In this case, when the generator 200 may not control the engine speed, the generator 200 reduces the engine torque to control the engine speed (when the engine torque is reduced, the repulsive power torque of the engine of the generator 200 is reduced and therefore the available torque for the speed control is increased). Further, the motor 201 generates a torque as much as the engine torque reduced to make the driving force be the same.
When the generator 200 controls the engine speed, and the torque generated when the generator 200 reduces the engine speed affects the driving shaft, the motor 201 performs the repulsive power control as much as the corresponding torque.
As can be seen from the above, the present technology appropriately controls the brake 300, the engine, the generator 200, and the motor 201 to prevent the phenomenon of power interruption or the occurrence of shock at the time of changing the power split mode of the transmission of the HEV to the parallel mode, thereby enhancing the fuel efficiency and the marketability.
As described above, according to the exemplary embodiments of the present disclosure, it is possible to enhance the fuel efficiency, ride and the marketability of the vehicle by preventing the phenomenon of power interruption or the occurrence of shock at the time of changing the power split mode of the transmission of the HEV to the parallel mode by appropriately controlling the brake, the engine, the generator, and the motor.
As described above, although the present invention has been described with reference to exemplary embodiments and the accompanying drawings, it would be appreciated by those skilled in the art that the present invention is not limited thereto but various modifications and alterations might be made without departing from the scope defined in the following claims.

Claims

1. A transmission structure of a hybrid electric vehicle (HEV), comprising:

a generator disposed on a same shaft as an engine input shaft and coupled with a sun gear of a planetary gear part;

a brake coupled with the sun gear or the generator;

a rotation limiter to selectively limit a rotation of the engine input shaft;

a first counter shaft connected to a motor disposed on the same shaft as the engine input shaft to transfer power;

a second counter shaft connected to a ring gear included in the planetary gear part to transfer power; and

an output shaft connected to the first counter shaft and the second counter shaft to transfer power to a wheel,

wherein the first counter shaft and the second counter shaft are connected to the output shaft in parallel.

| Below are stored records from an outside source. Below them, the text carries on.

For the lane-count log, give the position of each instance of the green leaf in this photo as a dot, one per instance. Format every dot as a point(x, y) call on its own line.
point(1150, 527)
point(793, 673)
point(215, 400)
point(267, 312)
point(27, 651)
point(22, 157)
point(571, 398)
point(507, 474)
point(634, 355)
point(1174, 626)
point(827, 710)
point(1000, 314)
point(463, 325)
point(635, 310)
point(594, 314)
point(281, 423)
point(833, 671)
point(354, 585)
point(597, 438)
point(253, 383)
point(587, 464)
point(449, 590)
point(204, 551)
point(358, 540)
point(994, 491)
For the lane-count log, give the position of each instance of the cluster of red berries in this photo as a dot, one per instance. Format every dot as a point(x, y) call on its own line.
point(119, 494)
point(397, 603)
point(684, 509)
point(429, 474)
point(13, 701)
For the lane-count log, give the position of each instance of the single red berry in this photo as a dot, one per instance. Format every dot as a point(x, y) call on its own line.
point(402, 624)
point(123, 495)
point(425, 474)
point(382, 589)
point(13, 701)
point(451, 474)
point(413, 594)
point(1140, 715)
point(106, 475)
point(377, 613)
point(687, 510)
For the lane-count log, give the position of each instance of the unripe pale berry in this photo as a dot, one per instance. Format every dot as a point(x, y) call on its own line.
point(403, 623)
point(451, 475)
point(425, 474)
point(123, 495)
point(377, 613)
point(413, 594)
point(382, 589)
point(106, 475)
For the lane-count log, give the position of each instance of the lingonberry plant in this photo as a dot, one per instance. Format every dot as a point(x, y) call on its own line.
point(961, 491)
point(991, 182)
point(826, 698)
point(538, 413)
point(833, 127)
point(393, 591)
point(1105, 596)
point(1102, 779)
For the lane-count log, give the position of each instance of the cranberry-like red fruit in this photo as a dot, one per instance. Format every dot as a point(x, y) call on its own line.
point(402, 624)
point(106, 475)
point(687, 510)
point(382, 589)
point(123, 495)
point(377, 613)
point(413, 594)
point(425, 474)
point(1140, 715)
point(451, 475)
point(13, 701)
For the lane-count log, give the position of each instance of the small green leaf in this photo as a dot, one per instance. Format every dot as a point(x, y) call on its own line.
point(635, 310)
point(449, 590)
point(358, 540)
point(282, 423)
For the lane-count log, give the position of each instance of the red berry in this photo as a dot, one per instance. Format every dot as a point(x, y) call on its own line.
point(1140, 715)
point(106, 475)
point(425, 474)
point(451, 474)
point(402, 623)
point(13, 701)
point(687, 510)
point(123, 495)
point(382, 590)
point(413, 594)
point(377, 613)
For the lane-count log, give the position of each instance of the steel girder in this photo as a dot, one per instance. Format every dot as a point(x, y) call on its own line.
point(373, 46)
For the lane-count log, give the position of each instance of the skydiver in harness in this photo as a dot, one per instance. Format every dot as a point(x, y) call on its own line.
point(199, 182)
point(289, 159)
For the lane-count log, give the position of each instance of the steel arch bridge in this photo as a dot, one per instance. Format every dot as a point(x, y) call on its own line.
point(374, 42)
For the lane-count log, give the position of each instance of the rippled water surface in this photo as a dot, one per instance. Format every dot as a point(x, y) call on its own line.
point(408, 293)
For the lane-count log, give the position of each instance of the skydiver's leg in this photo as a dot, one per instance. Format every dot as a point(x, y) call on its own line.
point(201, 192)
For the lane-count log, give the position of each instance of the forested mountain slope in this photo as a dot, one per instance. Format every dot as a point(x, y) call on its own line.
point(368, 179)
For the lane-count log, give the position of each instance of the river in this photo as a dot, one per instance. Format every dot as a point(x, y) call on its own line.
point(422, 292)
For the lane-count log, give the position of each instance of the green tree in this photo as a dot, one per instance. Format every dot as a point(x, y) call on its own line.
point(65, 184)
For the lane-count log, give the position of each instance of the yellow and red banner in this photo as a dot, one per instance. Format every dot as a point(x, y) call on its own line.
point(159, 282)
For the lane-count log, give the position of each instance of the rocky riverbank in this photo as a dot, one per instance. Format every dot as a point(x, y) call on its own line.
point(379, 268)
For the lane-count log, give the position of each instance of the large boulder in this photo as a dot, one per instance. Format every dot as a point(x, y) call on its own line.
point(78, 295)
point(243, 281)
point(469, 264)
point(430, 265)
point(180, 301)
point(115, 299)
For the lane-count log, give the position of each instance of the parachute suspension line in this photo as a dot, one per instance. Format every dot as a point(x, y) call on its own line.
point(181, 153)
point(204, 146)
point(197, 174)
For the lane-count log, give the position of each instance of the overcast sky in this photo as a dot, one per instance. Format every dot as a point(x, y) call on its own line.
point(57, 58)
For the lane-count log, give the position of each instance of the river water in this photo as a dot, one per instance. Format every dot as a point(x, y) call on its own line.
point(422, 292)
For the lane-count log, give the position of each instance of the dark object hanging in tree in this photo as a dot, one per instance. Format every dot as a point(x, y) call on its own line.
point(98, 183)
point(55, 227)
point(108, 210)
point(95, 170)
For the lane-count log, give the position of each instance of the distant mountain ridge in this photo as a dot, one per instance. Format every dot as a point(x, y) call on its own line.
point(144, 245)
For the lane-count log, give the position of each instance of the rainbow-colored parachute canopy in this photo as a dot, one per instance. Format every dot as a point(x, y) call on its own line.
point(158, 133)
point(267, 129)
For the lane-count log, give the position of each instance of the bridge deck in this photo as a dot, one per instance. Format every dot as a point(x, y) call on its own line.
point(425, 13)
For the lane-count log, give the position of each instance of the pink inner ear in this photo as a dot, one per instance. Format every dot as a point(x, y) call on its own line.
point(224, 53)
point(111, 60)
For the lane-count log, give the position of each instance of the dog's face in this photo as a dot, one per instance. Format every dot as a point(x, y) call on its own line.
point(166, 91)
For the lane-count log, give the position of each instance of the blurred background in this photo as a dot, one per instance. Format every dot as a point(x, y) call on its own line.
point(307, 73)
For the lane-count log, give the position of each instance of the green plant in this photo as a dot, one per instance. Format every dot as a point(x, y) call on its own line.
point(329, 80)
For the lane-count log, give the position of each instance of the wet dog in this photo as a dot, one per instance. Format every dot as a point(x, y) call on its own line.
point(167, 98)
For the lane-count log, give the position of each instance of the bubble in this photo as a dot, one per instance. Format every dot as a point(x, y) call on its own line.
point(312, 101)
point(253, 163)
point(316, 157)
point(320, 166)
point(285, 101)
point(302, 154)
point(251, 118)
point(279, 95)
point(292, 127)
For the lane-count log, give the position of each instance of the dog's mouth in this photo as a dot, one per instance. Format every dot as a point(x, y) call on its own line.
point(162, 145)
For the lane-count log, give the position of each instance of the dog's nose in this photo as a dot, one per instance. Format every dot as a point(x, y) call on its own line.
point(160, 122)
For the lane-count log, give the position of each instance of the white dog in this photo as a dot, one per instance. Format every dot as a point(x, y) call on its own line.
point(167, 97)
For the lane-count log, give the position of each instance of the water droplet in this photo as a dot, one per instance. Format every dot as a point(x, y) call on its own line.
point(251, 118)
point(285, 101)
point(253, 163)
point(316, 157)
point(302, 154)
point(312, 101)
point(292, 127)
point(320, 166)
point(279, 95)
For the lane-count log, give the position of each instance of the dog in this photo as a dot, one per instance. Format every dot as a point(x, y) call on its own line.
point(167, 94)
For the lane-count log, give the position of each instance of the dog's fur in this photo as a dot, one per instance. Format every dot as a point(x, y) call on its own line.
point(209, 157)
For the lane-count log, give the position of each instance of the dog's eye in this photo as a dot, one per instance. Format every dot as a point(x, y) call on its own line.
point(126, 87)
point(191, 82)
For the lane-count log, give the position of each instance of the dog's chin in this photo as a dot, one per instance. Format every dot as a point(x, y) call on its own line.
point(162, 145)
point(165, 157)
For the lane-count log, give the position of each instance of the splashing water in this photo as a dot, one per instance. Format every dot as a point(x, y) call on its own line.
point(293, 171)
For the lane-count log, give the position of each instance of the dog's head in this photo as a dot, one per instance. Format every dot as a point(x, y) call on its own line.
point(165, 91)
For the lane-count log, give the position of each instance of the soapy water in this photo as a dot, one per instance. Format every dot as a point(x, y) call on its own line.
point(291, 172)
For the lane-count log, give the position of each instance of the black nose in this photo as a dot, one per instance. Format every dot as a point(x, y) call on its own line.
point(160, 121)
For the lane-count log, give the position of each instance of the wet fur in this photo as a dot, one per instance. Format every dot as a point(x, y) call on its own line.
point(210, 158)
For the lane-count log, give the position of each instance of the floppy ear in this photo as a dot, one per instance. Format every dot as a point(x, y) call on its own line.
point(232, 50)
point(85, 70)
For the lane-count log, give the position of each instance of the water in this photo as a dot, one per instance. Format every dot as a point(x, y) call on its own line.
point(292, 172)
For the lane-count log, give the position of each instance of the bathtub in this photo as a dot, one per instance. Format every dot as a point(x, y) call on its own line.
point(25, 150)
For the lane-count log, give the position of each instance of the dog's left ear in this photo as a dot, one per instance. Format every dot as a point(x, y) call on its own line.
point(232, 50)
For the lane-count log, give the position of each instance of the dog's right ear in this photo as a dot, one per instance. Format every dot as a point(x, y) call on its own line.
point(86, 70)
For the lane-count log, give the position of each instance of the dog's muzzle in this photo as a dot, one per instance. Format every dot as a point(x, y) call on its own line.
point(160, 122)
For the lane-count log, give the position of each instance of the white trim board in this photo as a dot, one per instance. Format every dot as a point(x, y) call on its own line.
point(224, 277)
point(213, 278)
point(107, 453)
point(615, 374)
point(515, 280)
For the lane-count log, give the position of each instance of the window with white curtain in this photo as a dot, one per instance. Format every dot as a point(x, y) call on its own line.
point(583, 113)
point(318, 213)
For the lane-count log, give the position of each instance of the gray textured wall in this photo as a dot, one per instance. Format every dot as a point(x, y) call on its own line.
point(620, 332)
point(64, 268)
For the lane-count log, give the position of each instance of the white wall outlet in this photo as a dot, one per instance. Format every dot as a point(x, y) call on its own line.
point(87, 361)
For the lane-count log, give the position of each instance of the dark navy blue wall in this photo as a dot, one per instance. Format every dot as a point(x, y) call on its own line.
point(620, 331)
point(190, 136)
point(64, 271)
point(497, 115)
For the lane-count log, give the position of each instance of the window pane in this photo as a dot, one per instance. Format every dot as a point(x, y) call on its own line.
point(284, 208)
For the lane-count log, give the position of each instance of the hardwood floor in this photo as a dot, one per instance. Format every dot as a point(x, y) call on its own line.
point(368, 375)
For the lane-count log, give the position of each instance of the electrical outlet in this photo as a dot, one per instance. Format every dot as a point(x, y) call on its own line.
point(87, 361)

2. The transmission structure of an HEV according to claim 1, wherein another brake is applied.

3. The transmission structure of an HEV according to claim 1, wherein the first counter shaft, the second counter shaft, and the output shaft are connected to one another by an external gear.

4. A method of a mode change in a transmission of a hybrid electric vehicle (HEV), the method comprising the steps of:

determining that a power split mode is changed to a parallel mode;

determining whether a driving force of a motor disposed on the same shaft as an engine input shaft of an engine is sufficient during changing to the parallel mode;

setting an engine torque to be ‘0’ when the driving force of the motor is sufficient to control an engine speed; and

allowing a generator disposed on the same shaft as the engine input shaft to control the engine speed when the driving force of the motor is insufficient.

5. The method according to claim 4, wherein when the driving force of the motor is insufficient, determining whether the generator controls the engine speed before the generator controls the engine speed.

6. The method according to claim 5, wherein when the generator does not control the engine speed, reducing the engine torque and increasing a torque of the motor.